History of Biology Seminars
2006 Seminar: Oceans and Atmospheres
About
This is an intensive, one-week seminar with annually varying topics. It is designed for advanced graduate students, younger scholars, and also more established researchers in biology and the history and philosophy of science. The course is limited to approximately 20 participants, including discussion leaders.
The topic for 2006 is “Oceans and Atmospheres.” The course will take an historical approach to exploring the fields of oceanography and meteorology, with special focus on their interaction. Oceanography and meteorology are preeminently interdisciplinary sciences.

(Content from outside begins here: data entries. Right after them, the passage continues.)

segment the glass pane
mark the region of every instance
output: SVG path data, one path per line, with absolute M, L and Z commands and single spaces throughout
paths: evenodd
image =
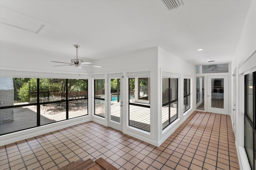
M 105 101 L 95 99 L 95 114 L 105 117 Z
M 130 105 L 129 109 L 129 125 L 150 132 L 150 108 Z
M 255 131 L 255 130 L 254 131 L 254 170 L 256 170 L 256 131 Z
M 68 118 L 88 115 L 88 100 L 68 102 Z
M 149 78 L 139 78 L 138 83 L 139 91 L 138 91 L 138 98 L 140 100 L 148 100 Z
M 162 107 L 162 123 L 163 124 L 163 129 L 168 126 L 169 123 L 169 107 L 170 105 L 168 105 Z
M 120 123 L 120 79 L 112 78 L 110 79 L 111 87 L 111 106 L 110 120 Z
M 202 73 L 228 72 L 228 64 L 205 65 L 202 66 Z
M 105 100 L 105 80 L 94 80 L 94 96 Z
M 135 79 L 129 79 L 129 102 L 135 102 Z
M 40 105 L 40 125 L 66 120 L 66 102 L 58 102 Z
M 196 74 L 202 73 L 202 66 L 196 66 Z
M 186 111 L 186 110 L 187 110 L 186 108 L 186 98 L 185 97 L 183 99 L 183 113 L 185 112 Z
M 178 101 L 172 103 L 170 105 L 170 123 L 178 118 Z
M 88 80 L 68 79 L 68 99 L 88 98 Z
M 224 108 L 224 79 L 212 78 L 212 107 Z
M 66 79 L 40 78 L 40 102 L 66 100 Z
M 190 108 L 190 95 L 186 97 L 186 111 L 188 110 Z
M 204 77 L 196 77 L 196 109 L 204 110 Z
M 162 104 L 169 102 L 169 78 L 162 78 Z
M 190 79 L 186 79 L 186 95 L 190 94 Z
M 178 78 L 170 80 L 170 102 L 178 100 Z
M 245 123 L 245 139 L 244 147 L 248 155 L 249 162 L 251 165 L 253 164 L 253 138 L 252 128 L 248 122 L 247 119 L 244 119 Z
M 140 82 L 141 79 L 143 80 L 143 82 L 140 81 Z M 146 92 L 144 98 L 147 99 L 141 100 L 140 98 L 142 97 L 140 96 L 140 89 L 143 89 L 140 87 L 149 86 L 150 83 L 150 79 L 148 78 L 129 79 L 129 125 L 148 132 L 150 131 L 150 109 L 148 108 L 150 107 L 150 88 L 143 91 L 143 93 Z
M 105 117 L 105 80 L 94 80 L 94 114 Z
M 183 96 L 186 96 L 186 79 L 184 79 L 184 83 L 183 83 L 184 84 L 184 86 L 183 86 Z
M 36 103 L 36 78 L 0 78 L 1 106 Z
M 196 77 L 196 103 L 200 102 L 200 80 Z
M 246 75 L 246 113 L 250 119 L 253 121 L 253 83 L 252 82 L 253 74 L 250 73 Z
M 36 127 L 36 108 L 33 105 L 0 109 L 0 115 L 5 116 L 2 117 L 4 119 L 0 123 L 0 135 Z

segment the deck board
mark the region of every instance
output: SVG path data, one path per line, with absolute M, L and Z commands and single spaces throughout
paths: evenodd
M 120 122 L 120 104 L 113 102 L 111 106 L 111 120 Z M 69 118 L 84 115 L 87 113 L 86 104 L 72 103 L 69 106 Z M 40 114 L 40 125 L 44 125 L 56 122 L 66 119 L 65 104 L 54 110 L 53 106 L 41 105 Z M 162 122 L 163 124 L 168 123 L 168 108 L 163 108 Z M 176 114 L 175 108 L 171 109 L 171 117 Z M 99 109 L 99 111 L 102 109 Z M 54 112 L 55 111 L 55 112 Z M 133 105 L 129 106 L 129 125 L 150 131 L 150 108 Z M 0 134 L 5 134 L 36 126 L 36 106 L 32 106 L 18 107 L 14 109 L 14 121 L 0 124 Z M 98 114 L 101 114 L 97 113 Z M 102 115 L 104 116 L 104 114 Z

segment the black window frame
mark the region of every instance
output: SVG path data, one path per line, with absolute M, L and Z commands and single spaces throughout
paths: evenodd
M 12 78 L 15 78 L 15 77 L 12 77 Z M 40 79 L 42 78 L 36 78 L 36 80 L 37 80 L 37 85 L 36 85 L 36 86 L 37 86 L 37 89 L 36 89 L 36 93 L 37 93 L 37 95 L 36 96 L 40 96 L 40 94 L 41 92 L 40 91 Z M 76 118 L 76 117 L 80 117 L 81 116 L 86 116 L 86 115 L 88 115 L 88 107 L 89 106 L 89 101 L 88 100 L 88 94 L 87 95 L 85 95 L 84 96 L 85 97 L 84 98 L 76 98 L 76 99 L 68 99 L 68 80 L 69 79 L 67 79 L 67 78 L 54 78 L 56 79 L 64 79 L 66 80 L 65 81 L 65 84 L 66 84 L 66 98 L 65 99 L 62 99 L 61 100 L 56 100 L 56 101 L 52 101 L 52 102 L 40 102 L 40 97 L 37 97 L 37 100 L 36 100 L 36 102 L 35 103 L 30 103 L 30 104 L 17 104 L 17 105 L 13 105 L 13 106 L 3 106 L 3 107 L 0 107 L 0 109 L 8 109 L 8 108 L 17 108 L 17 107 L 24 107 L 24 106 L 36 106 L 36 107 L 37 107 L 37 109 L 36 109 L 36 125 L 35 126 L 33 126 L 33 127 L 30 127 L 29 128 L 24 128 L 24 129 L 18 129 L 16 131 L 12 131 L 12 132 L 9 132 L 9 133 L 3 133 L 3 134 L 0 134 L 0 136 L 2 135 L 6 135 L 6 134 L 10 134 L 10 133 L 13 133 L 14 132 L 18 132 L 20 131 L 23 131 L 24 130 L 26 130 L 26 129 L 32 129 L 32 128 L 33 128 L 34 127 L 40 127 L 40 126 L 44 126 L 44 125 L 48 125 L 50 124 L 52 124 L 52 123 L 56 123 L 57 122 L 59 122 L 60 121 L 65 121 L 65 120 L 66 120 L 68 119 L 74 119 L 75 118 Z M 81 80 L 81 79 L 78 79 L 78 80 Z M 88 82 L 88 79 L 84 79 L 84 80 L 87 80 L 87 92 L 88 92 L 88 89 L 89 89 L 88 88 L 88 86 L 89 86 L 89 84 Z M 69 111 L 69 109 L 68 109 L 68 102 L 71 102 L 71 101 L 78 101 L 78 100 L 87 100 L 87 103 L 88 103 L 88 105 L 87 105 L 87 113 L 86 113 L 86 114 L 85 114 L 84 115 L 82 115 L 81 116 L 78 116 L 77 117 L 72 117 L 71 118 L 68 118 L 68 111 Z M 60 102 L 66 102 L 66 119 L 65 119 L 64 120 L 60 120 L 60 121 L 56 121 L 56 122 L 50 122 L 49 123 L 48 123 L 46 124 L 43 124 L 43 125 L 41 125 L 40 124 L 40 113 L 42 111 L 40 109 L 40 106 L 41 105 L 47 105 L 48 104 L 53 104 L 53 103 L 60 103 Z
M 187 81 L 188 80 L 189 80 L 189 87 L 187 87 Z M 183 104 L 183 106 L 185 106 L 185 109 L 184 109 L 184 108 L 183 108 L 183 113 L 186 112 L 186 111 L 187 111 L 189 109 L 190 109 L 190 104 L 191 104 L 191 100 L 190 99 L 190 85 L 191 85 L 191 81 L 190 81 L 190 78 L 184 78 L 184 94 L 183 94 L 183 98 L 184 98 L 184 100 L 183 101 L 185 100 L 185 102 L 184 102 L 184 104 Z M 187 90 L 189 90 L 189 93 L 188 94 L 187 93 Z M 189 104 L 189 107 L 188 107 L 188 108 L 187 108 L 186 106 L 186 104 L 187 104 L 187 98 L 190 98 L 190 104 Z
M 247 84 L 247 77 L 249 74 L 247 74 L 244 75 L 244 142 L 245 144 L 244 149 L 245 150 L 247 158 L 248 158 L 248 161 L 251 167 L 252 170 L 256 170 L 256 164 L 255 164 L 255 160 L 256 159 L 256 71 L 252 73 L 252 84 L 253 84 L 253 91 L 252 91 L 252 120 L 251 120 L 250 116 L 248 115 L 248 108 L 247 107 L 248 100 L 246 95 L 247 94 L 247 87 L 248 86 Z M 245 146 L 246 141 L 246 120 L 247 120 L 249 124 L 250 125 L 252 129 L 252 141 L 253 150 L 253 162 L 251 162 L 249 158 L 249 156 L 248 155 L 248 151 L 247 150 Z
M 105 98 L 97 98 L 95 97 L 95 81 L 96 80 L 104 80 L 104 87 L 105 87 L 105 79 L 94 79 L 94 81 L 93 81 L 93 83 L 94 83 L 94 115 L 97 116 L 99 116 L 100 117 L 103 117 L 104 118 L 105 118 L 105 116 L 101 116 L 100 115 L 96 115 L 96 114 L 95 114 L 95 100 L 103 100 L 104 101 L 104 104 L 105 104 Z M 105 96 L 105 92 L 104 92 L 104 95 Z M 104 114 L 105 114 L 105 112 L 104 112 Z
M 165 106 L 166 106 L 168 105 L 169 106 L 169 108 L 168 108 L 168 125 L 166 125 L 166 126 L 165 126 L 165 127 L 163 127 L 162 128 L 162 130 L 164 130 L 165 128 L 166 128 L 166 127 L 168 127 L 168 126 L 169 125 L 170 125 L 171 123 L 172 123 L 172 122 L 173 122 L 175 120 L 176 120 L 177 119 L 178 119 L 178 78 L 168 78 L 168 82 L 169 82 L 169 84 L 168 84 L 168 102 L 167 103 L 165 103 L 164 104 L 162 104 L 162 107 L 164 107 Z M 171 89 L 171 79 L 176 79 L 177 81 L 176 81 L 176 86 L 177 86 L 177 92 L 176 93 L 176 98 L 177 99 L 175 99 L 174 100 L 171 100 L 171 95 L 170 95 L 170 89 Z M 170 105 L 171 104 L 174 103 L 175 102 L 177 102 L 177 113 L 176 114 L 176 119 L 174 119 L 173 120 L 171 120 L 171 117 L 170 117 L 170 114 L 171 114 L 171 112 L 170 112 L 170 109 L 171 109 L 171 107 L 170 107 Z
M 138 127 L 136 127 L 135 126 L 132 126 L 132 125 L 131 125 L 130 124 L 130 105 L 133 105 L 133 106 L 140 106 L 140 107 L 146 107 L 146 108 L 150 108 L 150 104 L 149 105 L 146 105 L 146 104 L 140 104 L 139 103 L 132 103 L 132 102 L 130 102 L 130 79 L 135 79 L 135 78 L 129 78 L 128 79 L 128 87 L 129 87 L 128 88 L 128 94 L 129 94 L 128 96 L 128 101 L 129 101 L 129 103 L 128 103 L 128 125 L 130 126 L 131 126 L 132 127 L 135 127 L 137 129 L 140 129 L 140 130 L 142 130 L 143 131 L 147 131 L 147 132 L 150 132 L 151 131 L 151 129 L 150 129 L 149 131 L 146 131 L 145 129 L 140 129 L 140 128 L 139 128 Z M 150 89 L 148 89 L 148 90 L 150 90 Z M 139 91 L 140 91 L 139 90 L 138 90 Z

Both have large, complex domains as their objects of study, both grapple with the difficulty of “experiment” in the traditional sense of that term, and both have depended on large-scale data-gathering projects that rely on international cooperation or the substantial institutional support of nation-states. Moreover, the histories of oceanography and meteorology are closely inter-twined, involving scientists who worked at the intersection of both fields, cross-fertilization of technical perspectives, and a growing scientific and public awareness that the Earth’s climate and biosphere depend on the interaction of the ocean and atmosphere.
Specific themes will include historiographical issues, histories of scientific institutions and international projects, patronage, military influences, and the role of technology. Specific topics may include air/sea interaction, the general circulation, ENSO, biological oceanography and fisheries, and global change. Discussions will be led by invited historians, scientists, and philosophers. Readings and questions-to-ponder will be circulated in advance.